ANYWAYS. He is a great pup, is good at going to the bathroom outside, however he does not let us know what so ever when he has to pee, except for overnight, and has had a few incidents inside, but they have gone down drastically since the beginning. He sleeps in his crate through the night (except when he has to pee) without even being locked in, and does well at being locked in his crate when we are not home.

The big issue is with his aggression at times and eating, for starters everything I read, and every bag of food has different measurements of what to feed him. We have switched him over to merrick puppy plate, and the bag says to feed him 4-7 cups, which to me seems way way way too much. We (as of yesterday) were giving him 3/4th of a cup 3 times a day, but he always seemed so hungry after that all he would do after would be search for food, and then when you would try to play with him he would be very aggressive and irritable. So aggressive that he literally seems like he is in attack mode, and not being playful at all, and bites quite hard.. this happens often when he does not get what he wants, but more so after he eats and is still hungry. He used to inhale his food, and we purchased a slow down bowl, which helps... but I still think he eats too fast which may be part of the problem. 

Today I switched him to a little over 1 cup in the morning, and will do the same at night. This morning he seemed less interested in going around the house looking for food, and less aggresive.

Mainly I am wondering... How much, and how often do we feed this fella!! he certainly is getting back to a decent size, and is at about 17-18 lbs at what we think is 13 weeks. 

also any other tips on how to get him calm when he gets so rowdy and aggressive, or any general tips on how to get him to stop biting would be great ! We take him for about 3 walks at around 20-30 mins a piece to keep him up with his excercise, and also play with him in our yard from time to time.


----------



## Shell (Oct 19, 2009)

I would hand feed him his meals. A few pieces at a time. If his teeth touch your skin, you take away the hand with the kibble and let him settle back down. Ask him to sit while you feed him. Hand feeding will slow down his eating, build the bond between you, teach him some bite inhibition and teach some manners.

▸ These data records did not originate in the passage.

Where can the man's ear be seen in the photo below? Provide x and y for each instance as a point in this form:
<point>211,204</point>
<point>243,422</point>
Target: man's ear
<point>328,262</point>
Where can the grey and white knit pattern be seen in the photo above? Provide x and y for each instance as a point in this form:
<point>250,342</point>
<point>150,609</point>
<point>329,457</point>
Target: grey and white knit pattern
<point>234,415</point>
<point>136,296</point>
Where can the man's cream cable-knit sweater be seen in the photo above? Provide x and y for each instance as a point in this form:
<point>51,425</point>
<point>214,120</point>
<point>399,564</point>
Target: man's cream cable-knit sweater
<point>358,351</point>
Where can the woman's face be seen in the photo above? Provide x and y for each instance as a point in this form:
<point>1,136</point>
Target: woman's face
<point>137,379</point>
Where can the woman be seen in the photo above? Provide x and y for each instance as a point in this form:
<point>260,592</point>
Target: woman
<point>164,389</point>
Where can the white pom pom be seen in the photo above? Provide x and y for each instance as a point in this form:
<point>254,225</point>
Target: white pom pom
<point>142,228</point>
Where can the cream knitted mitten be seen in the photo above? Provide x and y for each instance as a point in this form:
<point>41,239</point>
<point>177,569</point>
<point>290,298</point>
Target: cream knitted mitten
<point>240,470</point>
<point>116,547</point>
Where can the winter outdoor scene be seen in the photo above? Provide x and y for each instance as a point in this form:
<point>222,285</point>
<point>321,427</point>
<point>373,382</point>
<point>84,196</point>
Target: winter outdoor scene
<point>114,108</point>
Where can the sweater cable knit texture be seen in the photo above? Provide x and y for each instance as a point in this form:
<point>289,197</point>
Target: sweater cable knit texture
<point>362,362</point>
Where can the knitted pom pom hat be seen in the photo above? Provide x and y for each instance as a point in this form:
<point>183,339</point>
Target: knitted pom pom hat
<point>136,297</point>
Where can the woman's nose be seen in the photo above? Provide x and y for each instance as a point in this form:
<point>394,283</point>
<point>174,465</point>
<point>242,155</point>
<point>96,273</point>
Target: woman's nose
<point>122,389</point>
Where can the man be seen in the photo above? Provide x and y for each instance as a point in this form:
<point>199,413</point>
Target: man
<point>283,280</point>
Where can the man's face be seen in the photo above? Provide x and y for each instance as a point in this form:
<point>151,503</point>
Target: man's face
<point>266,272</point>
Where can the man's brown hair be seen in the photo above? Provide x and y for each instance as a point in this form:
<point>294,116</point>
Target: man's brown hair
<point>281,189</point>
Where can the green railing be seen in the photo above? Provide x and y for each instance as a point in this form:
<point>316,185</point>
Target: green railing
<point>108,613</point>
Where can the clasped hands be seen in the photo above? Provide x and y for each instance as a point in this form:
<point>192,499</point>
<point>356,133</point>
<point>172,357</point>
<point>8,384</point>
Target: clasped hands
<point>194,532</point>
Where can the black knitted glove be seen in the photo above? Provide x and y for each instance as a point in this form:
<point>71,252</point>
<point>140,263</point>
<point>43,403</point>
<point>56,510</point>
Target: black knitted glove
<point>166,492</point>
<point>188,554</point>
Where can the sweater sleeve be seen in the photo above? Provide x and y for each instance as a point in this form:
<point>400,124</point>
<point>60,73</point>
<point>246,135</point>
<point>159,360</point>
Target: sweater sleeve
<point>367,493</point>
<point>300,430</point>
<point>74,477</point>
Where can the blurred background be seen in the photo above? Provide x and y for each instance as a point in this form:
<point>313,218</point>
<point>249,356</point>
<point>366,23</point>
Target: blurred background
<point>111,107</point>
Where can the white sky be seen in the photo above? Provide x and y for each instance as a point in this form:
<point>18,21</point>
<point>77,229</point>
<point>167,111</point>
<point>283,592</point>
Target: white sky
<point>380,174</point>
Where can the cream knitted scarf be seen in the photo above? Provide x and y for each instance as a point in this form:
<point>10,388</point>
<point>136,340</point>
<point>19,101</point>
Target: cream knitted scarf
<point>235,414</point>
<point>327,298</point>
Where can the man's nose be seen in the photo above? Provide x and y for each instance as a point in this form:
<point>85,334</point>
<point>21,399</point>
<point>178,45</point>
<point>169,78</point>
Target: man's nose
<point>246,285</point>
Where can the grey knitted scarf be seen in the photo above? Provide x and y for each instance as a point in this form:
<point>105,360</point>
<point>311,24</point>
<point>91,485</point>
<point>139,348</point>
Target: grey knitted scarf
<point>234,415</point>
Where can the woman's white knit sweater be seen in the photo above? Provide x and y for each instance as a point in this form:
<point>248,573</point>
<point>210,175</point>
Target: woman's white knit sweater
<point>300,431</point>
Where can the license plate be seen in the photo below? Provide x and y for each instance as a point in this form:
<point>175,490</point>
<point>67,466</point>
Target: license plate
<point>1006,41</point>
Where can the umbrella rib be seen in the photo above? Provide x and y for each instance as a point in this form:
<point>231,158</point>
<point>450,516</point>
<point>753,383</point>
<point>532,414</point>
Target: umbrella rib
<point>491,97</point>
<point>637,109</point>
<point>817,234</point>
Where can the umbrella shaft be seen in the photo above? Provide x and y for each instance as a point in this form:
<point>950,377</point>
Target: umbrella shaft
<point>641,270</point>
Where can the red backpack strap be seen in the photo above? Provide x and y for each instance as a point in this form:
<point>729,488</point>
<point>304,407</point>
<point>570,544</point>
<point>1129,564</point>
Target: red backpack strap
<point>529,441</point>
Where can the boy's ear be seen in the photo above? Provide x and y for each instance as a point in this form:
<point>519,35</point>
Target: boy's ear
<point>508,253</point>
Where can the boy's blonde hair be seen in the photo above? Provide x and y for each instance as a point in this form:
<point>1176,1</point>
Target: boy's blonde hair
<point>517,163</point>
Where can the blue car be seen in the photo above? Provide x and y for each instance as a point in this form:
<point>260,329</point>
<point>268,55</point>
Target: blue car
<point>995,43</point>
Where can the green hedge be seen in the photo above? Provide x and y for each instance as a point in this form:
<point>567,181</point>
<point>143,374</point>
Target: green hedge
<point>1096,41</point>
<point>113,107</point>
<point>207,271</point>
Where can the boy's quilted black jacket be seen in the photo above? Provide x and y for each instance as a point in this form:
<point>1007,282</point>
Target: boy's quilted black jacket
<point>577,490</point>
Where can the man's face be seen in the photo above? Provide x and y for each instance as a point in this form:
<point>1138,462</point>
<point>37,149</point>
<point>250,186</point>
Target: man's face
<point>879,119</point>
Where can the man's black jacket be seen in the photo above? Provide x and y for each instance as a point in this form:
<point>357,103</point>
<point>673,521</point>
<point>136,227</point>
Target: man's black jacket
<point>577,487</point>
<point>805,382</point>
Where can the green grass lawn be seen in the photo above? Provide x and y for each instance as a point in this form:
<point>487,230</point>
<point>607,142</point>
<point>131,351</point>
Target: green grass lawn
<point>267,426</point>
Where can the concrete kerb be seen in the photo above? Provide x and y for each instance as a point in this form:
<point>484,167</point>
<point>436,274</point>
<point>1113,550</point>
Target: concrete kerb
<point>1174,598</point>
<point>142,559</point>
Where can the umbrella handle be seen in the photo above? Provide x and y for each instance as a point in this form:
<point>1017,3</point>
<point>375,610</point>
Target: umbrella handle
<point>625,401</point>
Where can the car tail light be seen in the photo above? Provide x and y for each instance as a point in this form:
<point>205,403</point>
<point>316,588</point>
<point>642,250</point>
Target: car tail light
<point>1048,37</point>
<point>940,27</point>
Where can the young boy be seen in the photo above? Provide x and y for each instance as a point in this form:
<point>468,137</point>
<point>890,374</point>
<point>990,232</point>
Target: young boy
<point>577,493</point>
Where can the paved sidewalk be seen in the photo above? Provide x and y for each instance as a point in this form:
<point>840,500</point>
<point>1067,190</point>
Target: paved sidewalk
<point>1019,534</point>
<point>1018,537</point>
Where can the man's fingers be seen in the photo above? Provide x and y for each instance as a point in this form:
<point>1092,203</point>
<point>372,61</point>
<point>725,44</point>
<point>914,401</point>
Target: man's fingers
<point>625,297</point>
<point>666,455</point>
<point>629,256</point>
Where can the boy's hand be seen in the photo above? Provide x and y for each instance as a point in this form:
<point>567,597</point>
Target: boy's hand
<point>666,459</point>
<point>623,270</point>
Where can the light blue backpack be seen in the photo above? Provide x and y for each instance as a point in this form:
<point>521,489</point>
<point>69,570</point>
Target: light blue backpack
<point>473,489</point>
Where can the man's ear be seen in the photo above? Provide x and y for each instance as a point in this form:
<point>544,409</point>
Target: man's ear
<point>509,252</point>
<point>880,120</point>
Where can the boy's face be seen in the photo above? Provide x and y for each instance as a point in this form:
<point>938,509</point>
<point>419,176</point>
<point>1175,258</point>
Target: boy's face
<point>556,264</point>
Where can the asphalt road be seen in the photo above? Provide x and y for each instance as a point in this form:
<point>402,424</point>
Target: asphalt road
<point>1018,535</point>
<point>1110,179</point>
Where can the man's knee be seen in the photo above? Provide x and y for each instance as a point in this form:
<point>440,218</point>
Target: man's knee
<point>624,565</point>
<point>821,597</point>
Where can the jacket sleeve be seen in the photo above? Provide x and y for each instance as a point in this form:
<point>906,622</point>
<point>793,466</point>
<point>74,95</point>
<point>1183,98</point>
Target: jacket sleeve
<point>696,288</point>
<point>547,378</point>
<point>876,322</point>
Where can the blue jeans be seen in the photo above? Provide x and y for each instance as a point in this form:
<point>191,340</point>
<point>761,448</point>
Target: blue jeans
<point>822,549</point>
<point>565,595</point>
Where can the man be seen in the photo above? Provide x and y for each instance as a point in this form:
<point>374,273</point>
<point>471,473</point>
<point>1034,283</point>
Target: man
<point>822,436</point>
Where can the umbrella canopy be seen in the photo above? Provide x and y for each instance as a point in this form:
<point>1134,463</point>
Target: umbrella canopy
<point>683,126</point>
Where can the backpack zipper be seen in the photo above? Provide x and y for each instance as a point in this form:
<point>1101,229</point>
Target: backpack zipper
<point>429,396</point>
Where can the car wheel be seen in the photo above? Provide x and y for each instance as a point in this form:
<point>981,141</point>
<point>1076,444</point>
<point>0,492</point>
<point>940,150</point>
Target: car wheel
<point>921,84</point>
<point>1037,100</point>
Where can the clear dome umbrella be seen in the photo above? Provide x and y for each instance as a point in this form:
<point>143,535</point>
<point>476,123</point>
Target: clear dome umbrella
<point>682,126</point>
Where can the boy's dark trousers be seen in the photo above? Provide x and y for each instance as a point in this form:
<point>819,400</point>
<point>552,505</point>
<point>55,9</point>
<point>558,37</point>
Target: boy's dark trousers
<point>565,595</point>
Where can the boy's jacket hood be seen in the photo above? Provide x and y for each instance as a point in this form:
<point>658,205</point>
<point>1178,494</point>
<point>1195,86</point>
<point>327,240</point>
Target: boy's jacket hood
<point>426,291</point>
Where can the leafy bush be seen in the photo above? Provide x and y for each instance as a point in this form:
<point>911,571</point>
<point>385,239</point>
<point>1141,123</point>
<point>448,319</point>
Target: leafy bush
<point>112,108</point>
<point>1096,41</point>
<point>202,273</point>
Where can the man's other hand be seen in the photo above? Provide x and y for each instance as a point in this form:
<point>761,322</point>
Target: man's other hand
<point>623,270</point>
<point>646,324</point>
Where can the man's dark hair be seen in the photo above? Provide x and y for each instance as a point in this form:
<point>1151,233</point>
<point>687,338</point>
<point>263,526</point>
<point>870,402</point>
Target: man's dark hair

I'd probably feed on the low end of the bag recommendation for starters and adjust later if you notice him getting pudgy. An active and growing puppy will need a fair amount of calories for his weight compared to an adult dog.


----------



## doxiemommy (Dec 18, 2009)

How much and how often to feed depends on the food you are feeding him, and his weight. Usually the recommendation on the bag goes by how much the puppy weighs. I agree that 4-7 cups sounds like a lot for a 13 week old puppy, but I have small breeds, so my guess may be wrong.

As for him being aggressive, I doubt it's actually aggression. It sounds like he's resource guarding what food he hopes to find when he's searching around for more after he's eaten. Does that make sense? He's still hungry, and is searching around for more food and doesn't want to you to bother him.

Have you checked out the sticky "The Bite Stops Here"?


----------



## Amaryllis (Dec 28, 2011)

I agree with doxiemommy. I think he's hungry and resource guarding. I mean, I don't mind sharing my M&Ms- unless it's the only thing I've had all day, and then you can get back, grrrr!

I think he's just not getting enough food. It does take some guessing to get the right amount for each individual dog (like humans, some dogs have fast metabolisms and some dogs have slow metabolisms), so don't hesitate to change the amount if you need to, and don't worry too much about the recommendations on the bag.

"The Bite Stops Here" is a sticky at the top of this forum or the training forum that explains teaching bite inhibition.


----------



## spotted nikes (Feb 7, 2008)

3/4 cup 3 times a day is only 1 1/2 cups a day. That is too little for a larger breed growing puppy. Same for the 1 cup twice a day. I'd up it to at least 2 cups am and pm and see how that works.


----------